Meteors appear to rain from the sky during the Geminid meteor shower in 2020. Credit: Jeff Sullivan (Flickr, CC BY-NC-ND 2.0)
A couple of articles published today in Nature look at the origins of many meteorites that fall to Earth. By examining the detailed composition of the rocks, ascertaining the time since they broke off from larger bodies and comparing them to asteroids in space, the researchers found evidence that the vast majority of meteorites falling to Earth may have come from three sources. They are the Massalia, Karin and Koronis2 asteroid families.
Fingerprinting of suspects
About 70% of meteorites on Earth are classified as H or L chondrites. H chondrites are generally rich in iron, while L chondrites are rich in the mineral olivine and have significantly less elemental iron. The authors of the papers searched the main belt for asteroids that matched the elemental composition of H and L chondrites, using spectroscopy, which breaks light down into its constituent wavelengths to look for patterns that match certain elements. They also had to look for objects in the right locations in the main belt to deliver the debris to Earth.
They found the right chemical abundance for L chondrites in 20 Massalia, an asteroid with a diameter of about 90 miles (140 kilometers), and its family of nearby asteroids, all of which have essentially the same composition. This shows that the smaller asteroids likely came from Massalia, created in an ancient collision 470 million years ago that destroyed the original asteroid Massalia. But it also indicates that some fragments may have arrived on Earth in a steady stream of rainballs practically as long as vertebrates have existed.
Most H chondrites, on the other hand, came from more recent asteroid collisions on the planets Karin and Koronis.2 families, as well as another more recent impact on Massalia.
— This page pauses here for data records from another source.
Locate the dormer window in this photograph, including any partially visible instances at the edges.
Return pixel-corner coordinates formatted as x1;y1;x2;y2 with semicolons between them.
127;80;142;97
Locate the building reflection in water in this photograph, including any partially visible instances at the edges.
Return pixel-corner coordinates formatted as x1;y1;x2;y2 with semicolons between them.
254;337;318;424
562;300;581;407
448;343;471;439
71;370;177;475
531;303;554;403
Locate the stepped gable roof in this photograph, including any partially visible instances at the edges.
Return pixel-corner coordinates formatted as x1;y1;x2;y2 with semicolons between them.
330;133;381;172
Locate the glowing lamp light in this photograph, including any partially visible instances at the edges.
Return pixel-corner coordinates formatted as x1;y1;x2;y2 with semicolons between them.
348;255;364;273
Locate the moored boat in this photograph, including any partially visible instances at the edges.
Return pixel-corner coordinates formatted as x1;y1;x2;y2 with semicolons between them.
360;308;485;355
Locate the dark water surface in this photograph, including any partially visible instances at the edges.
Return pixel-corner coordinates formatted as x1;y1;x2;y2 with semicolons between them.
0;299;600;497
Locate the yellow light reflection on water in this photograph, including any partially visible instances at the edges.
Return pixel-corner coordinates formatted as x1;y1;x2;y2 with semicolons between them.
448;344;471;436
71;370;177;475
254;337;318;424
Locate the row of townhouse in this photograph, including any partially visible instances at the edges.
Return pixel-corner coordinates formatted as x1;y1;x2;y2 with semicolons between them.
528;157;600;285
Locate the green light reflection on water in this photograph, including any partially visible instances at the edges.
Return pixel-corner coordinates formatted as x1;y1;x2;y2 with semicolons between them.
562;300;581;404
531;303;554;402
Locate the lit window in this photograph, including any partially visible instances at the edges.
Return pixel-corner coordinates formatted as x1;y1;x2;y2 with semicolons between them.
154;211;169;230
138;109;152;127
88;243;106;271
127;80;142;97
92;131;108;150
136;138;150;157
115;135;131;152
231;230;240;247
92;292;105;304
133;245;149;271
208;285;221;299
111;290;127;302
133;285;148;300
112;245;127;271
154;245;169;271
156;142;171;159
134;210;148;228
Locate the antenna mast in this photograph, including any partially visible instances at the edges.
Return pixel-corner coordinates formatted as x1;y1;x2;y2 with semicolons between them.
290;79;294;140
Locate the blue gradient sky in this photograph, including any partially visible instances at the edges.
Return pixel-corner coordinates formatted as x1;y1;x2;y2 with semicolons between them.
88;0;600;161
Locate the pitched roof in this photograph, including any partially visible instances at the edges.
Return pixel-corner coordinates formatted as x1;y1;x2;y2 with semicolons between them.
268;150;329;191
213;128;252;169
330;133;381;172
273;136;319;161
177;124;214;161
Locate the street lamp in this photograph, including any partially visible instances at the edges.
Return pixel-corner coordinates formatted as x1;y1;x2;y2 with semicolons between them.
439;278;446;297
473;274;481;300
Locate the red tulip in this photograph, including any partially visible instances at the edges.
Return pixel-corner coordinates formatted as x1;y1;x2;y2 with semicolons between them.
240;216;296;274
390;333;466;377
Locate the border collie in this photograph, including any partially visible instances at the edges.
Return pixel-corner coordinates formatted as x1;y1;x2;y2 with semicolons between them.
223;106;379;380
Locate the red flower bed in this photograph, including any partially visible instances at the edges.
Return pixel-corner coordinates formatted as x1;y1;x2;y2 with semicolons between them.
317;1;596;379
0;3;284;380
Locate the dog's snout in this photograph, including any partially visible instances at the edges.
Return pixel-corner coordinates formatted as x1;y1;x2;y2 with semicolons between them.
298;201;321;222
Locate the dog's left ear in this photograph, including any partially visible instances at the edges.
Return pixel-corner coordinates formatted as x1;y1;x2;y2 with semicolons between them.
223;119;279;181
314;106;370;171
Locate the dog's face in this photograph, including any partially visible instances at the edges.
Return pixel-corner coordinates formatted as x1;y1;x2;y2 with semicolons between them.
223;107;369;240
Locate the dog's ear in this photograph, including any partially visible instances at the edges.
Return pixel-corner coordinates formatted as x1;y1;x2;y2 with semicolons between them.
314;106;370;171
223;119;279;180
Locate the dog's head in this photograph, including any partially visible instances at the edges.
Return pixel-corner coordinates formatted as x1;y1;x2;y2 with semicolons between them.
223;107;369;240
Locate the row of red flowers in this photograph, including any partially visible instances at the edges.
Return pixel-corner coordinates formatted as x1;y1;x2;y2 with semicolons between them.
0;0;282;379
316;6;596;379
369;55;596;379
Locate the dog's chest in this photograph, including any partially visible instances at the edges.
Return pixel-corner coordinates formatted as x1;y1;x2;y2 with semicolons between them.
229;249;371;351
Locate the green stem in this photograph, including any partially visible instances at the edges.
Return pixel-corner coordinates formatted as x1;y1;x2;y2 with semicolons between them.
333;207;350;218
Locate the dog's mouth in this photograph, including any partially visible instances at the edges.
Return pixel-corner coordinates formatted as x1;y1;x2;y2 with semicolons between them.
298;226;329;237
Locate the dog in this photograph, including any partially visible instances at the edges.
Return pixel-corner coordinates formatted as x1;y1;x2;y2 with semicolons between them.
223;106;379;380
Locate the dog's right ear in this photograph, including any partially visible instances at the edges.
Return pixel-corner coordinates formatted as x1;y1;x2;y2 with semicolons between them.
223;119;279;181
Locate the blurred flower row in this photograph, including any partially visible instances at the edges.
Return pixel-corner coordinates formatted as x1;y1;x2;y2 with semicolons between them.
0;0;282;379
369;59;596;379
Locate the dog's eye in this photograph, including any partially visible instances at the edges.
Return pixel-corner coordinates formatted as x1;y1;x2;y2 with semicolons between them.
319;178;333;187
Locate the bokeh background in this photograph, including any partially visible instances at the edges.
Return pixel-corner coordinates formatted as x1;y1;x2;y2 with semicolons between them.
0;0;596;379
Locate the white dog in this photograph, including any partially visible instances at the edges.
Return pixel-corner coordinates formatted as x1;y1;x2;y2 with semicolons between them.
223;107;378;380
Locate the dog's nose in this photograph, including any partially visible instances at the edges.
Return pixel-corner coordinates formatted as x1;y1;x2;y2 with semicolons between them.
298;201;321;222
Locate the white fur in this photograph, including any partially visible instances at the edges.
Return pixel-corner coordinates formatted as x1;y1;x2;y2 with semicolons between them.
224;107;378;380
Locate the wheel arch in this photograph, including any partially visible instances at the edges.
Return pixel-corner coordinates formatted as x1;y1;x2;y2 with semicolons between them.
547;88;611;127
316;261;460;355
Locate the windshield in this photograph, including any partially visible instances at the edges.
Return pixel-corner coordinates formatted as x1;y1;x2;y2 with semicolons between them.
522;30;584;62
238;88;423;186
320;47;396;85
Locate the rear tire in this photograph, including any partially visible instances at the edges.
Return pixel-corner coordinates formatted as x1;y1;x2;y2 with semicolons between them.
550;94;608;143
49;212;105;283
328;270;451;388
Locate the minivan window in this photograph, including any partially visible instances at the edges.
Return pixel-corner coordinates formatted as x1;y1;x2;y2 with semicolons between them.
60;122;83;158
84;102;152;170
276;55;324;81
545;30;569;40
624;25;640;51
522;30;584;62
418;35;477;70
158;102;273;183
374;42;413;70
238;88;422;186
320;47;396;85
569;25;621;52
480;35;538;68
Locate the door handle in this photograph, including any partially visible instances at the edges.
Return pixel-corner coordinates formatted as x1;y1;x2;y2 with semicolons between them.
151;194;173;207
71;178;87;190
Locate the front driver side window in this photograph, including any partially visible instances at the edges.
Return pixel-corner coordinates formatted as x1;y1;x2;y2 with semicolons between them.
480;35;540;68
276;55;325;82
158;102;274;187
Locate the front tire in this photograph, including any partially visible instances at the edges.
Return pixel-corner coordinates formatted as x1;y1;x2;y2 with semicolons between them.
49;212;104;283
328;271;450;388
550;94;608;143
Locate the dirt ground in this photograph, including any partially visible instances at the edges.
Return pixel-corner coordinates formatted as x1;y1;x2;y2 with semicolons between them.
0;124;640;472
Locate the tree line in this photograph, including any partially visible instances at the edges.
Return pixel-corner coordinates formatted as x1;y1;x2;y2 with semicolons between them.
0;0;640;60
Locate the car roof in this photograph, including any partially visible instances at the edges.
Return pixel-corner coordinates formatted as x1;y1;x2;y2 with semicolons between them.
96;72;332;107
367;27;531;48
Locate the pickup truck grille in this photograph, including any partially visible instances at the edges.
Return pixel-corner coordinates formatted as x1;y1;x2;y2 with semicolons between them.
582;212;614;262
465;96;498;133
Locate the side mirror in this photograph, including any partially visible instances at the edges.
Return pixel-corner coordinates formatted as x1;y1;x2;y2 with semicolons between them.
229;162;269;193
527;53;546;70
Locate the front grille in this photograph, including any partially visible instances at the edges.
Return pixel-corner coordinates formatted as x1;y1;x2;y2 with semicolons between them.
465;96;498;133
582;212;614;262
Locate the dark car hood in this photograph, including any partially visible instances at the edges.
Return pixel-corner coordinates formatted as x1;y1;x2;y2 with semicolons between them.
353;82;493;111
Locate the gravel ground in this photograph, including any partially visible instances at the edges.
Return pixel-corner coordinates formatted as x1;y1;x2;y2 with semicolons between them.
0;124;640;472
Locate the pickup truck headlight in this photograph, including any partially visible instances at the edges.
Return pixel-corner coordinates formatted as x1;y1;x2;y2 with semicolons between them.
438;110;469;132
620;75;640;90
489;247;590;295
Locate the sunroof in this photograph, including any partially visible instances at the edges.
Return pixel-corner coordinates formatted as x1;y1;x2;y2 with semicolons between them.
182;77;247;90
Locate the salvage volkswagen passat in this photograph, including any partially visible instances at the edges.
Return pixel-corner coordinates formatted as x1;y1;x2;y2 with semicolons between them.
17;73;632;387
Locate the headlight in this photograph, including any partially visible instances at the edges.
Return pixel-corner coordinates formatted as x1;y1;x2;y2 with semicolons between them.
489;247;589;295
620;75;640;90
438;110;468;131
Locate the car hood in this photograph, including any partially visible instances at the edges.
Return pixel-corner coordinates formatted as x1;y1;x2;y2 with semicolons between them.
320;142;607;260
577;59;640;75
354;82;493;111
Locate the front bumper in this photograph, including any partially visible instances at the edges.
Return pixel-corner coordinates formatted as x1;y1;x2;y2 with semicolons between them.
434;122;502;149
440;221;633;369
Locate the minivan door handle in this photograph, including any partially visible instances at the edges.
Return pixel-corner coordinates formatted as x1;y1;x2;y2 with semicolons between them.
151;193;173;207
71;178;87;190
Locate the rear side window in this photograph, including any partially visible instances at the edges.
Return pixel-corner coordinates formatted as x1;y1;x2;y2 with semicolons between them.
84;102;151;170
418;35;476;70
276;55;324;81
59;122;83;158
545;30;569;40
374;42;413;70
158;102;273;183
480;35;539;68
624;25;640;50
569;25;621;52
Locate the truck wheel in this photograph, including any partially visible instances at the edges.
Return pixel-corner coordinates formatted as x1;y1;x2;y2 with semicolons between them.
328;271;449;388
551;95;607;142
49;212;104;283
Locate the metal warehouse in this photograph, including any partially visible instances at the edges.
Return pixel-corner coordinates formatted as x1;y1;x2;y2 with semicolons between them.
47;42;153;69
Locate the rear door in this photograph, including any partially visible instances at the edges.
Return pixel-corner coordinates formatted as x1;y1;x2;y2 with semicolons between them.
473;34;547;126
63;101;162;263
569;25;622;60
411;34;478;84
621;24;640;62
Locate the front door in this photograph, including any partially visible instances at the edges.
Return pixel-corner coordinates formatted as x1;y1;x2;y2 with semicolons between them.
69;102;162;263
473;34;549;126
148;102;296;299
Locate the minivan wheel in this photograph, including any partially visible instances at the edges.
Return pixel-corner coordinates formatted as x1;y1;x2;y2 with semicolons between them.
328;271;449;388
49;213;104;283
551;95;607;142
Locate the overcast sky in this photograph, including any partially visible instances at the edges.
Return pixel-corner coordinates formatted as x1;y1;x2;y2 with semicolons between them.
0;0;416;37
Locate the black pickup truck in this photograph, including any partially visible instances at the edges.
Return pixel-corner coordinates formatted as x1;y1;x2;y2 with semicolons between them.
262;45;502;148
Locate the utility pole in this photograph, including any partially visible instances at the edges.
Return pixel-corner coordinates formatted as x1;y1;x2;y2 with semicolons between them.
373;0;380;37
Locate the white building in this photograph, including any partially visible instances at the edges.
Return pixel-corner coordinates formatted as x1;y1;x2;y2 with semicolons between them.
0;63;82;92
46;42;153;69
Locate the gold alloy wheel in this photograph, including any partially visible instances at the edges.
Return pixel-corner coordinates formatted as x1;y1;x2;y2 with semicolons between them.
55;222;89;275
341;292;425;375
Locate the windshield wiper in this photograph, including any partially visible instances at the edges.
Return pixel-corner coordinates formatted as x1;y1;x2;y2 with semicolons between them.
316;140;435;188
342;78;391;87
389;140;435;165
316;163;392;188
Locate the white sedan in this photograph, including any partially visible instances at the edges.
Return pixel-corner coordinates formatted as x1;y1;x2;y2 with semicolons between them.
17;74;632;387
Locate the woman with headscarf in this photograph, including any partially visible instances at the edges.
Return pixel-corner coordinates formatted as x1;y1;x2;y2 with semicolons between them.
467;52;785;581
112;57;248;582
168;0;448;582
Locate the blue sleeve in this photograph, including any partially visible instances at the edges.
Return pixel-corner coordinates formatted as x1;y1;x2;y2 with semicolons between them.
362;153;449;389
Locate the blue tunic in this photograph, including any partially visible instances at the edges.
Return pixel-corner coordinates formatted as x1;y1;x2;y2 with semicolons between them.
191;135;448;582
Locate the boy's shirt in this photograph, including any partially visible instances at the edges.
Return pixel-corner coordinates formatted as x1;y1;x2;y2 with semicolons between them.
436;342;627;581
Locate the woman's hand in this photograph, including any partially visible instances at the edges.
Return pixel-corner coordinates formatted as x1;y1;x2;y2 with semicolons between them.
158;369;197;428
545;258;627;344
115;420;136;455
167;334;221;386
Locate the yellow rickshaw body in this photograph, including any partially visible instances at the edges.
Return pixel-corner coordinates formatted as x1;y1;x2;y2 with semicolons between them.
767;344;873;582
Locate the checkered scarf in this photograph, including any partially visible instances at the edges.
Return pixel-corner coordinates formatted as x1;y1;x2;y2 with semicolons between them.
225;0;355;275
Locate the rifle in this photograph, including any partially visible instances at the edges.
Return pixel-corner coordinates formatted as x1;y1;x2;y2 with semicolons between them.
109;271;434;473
These events occurred approximately 5.8 million, 7.6 million, and 40 million years ago and represent the formation of many H-class and similar meteors that fall on our planet today.
Ticket to Earth
Asteroids orbit in the main belt, a region between the orbits of Mars and Jupiter. So how did their pieces get here?
“Those collisional families… are very efficient at producing small fragments that can be easily transported into our solar system through non-gravitational forces, like what we call the Yarkovsky effect, for example, and can be delivered to Earth,” says Michaël Marsset. of the European Southern Observatory, author of both studies. The Yarkovsky effect is a phenomenon caused by photons pushing on an object in space, acting almost like thrust from a mini rocket. It is enough to send an object from the main belt to the inner solar system, where it could potentially encounter Earth.
Furthermore, Massalia and her “children” have a resonant orbit with the Earth. For every three orbits around the Sun that Earth completes, Massalia completes one, and these resonant orbits provide a way for debris to arrive at Earth at a constant rate. L chondrites account for “about 37% of falls at the moment,” Marsset says.
In search of origins
The genesis of the study, according to Marsset, stems from a number of L chondrite meteorites that fell into what is now a limestone quarry in Sweden 466 million years ago. This led the team to search for a common ancestor of these objects and other meteorites of the same class.
“The fossil meteorites that were found in this quarry in Sweden […] they are the same meteorites that fall on our planet today,” Marsset says, with the second impact on Massalia 40 million years ago kicking up more debris.
Once a collision occurs, families of meteorites cascade from there. For example, Massalia’s initial impact would have created a series of large objects. Over time, these objects collided with each other to create medium-sized rocks, and so on until some debris became as small as simple grains of sand.
There are other sources of meteorites on Earth, to be sure. For example, about 6% come from the Moon, Mars, or asteroid 4 Vesta, a strange and surprisingly large object in the main belt that was visited by NASA’s Dawn mission.
These two studies lay the foundation for understanding the event that brought so many space rocks to our planet, including those we still see in the night sky. But more data will be needed both to reconstruct the event and to better understand the transport mechanism that brought its debris to Earth.
However, these are fascinating feats of planetary science that help reconstruct the history of our planet and the broader solar system.